Of course none of the pertinent information in the dossier was verified. Yet, BuzzFeed recently exclaimed just how proud they were to publish the trashy debacle.
— Ben Smith (@BuzzFeedBen) January 10, 2018
Under the headline, “I’m proud we published the Trump-Russia dossier,” Smith wrote that the file is “unquestionably real news.”
“We strongly believed that publishing the disputed document whose existence we and others were reporting was in the public interest,” Smith wrote, adding “the chorus of criticism of our decision to publish has faded.”
Did BuzzFeed even pay attention to the admissions made by Glen Simpson? They certainly cast even more doubt over the dossier.
Between the lawsuit Trump just filed and the testimony from Simpson, it’s pretty clear. There’s not much for BuzzFeed to celebrate.
Still, several reputable news outlets alongside countless officials unite in their findings from the dossier.
- First, the dossier makes rookie mistakes, such as misspelling the names of Russian officials.
- Second, Attorney Michael Cohen’s paper trail proved his meetings in Prague never happened.
- Third, even James Comey refuted the conspiracy theories.
As Breitbart continues:
In testimony in May, former FBI Director James Comey confirmed that the basis for the intelligence community’s assessment that Russia allegedly wanted Trump in office was not because the billionaire was, as Sen. Al Franken (D-MN) claimed during a hearing, “ensnared in” Russia’s “web of patronage” – just as the dossier alleged.

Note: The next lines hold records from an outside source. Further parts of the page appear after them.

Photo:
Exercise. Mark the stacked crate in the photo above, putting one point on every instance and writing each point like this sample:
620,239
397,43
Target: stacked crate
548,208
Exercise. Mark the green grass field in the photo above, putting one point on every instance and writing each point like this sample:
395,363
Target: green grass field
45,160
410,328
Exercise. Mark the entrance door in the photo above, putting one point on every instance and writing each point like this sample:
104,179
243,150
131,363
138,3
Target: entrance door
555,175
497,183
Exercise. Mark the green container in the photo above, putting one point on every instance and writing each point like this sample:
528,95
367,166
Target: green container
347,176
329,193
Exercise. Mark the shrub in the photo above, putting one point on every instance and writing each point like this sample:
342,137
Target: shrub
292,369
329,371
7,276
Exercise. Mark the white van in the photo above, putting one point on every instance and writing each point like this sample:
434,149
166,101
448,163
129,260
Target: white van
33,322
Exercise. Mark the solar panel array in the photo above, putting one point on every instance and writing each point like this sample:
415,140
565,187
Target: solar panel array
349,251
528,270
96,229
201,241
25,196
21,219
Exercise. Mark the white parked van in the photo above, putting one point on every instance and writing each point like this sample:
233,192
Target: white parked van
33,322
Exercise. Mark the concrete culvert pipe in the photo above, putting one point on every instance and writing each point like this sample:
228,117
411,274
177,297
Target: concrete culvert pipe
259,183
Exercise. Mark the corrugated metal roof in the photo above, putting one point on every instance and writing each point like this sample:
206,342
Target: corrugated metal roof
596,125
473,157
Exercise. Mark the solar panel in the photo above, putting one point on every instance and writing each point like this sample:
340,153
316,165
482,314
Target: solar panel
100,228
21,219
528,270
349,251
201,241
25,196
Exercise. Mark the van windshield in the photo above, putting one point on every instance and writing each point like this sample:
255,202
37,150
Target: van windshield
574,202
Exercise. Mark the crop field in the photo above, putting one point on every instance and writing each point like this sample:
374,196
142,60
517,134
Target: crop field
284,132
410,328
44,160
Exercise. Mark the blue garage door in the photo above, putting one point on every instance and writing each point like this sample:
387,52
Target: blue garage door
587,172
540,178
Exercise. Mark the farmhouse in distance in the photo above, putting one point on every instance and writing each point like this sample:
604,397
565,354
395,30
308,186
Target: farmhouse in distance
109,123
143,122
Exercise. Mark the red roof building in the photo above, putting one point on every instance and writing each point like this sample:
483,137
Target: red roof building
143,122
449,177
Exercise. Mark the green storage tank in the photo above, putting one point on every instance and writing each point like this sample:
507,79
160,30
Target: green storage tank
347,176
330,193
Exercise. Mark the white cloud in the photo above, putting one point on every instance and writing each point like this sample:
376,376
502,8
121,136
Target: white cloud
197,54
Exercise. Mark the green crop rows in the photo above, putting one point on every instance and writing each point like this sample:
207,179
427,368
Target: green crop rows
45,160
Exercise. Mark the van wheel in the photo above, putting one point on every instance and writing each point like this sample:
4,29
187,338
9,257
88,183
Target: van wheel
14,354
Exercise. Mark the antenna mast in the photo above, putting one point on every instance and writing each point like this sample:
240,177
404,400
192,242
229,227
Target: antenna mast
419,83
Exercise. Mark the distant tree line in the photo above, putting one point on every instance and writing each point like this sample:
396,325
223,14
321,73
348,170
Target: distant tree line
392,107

Instead, the FBI chief provided two primary reasons for Russia’s alleged favoring of Trump over Clinton during the 2016 presidential race.
One reason, according to Comey, was that Putin “hated” Clinton and would have favored any Republican opponent. The second reason, Comey explained, was that Putin made an assessment that it would be easier to make a deal with a businessman than someone from the political class.
Comey’s statements are a far cry from the conspiracies fueled by the dossier alleging Putin held blackmail information on Trump.
Former acting CIA Director Michael Morell contends the dossier “doesn’t take you anywhere.” Which is why it’s so laughable that democrats hang all their hopes on this tabloid trash.
At the end of the day it’s just a document some Trump-hater came up with, and lucky for him, Clinton paid a pretty penny for his work of fiction.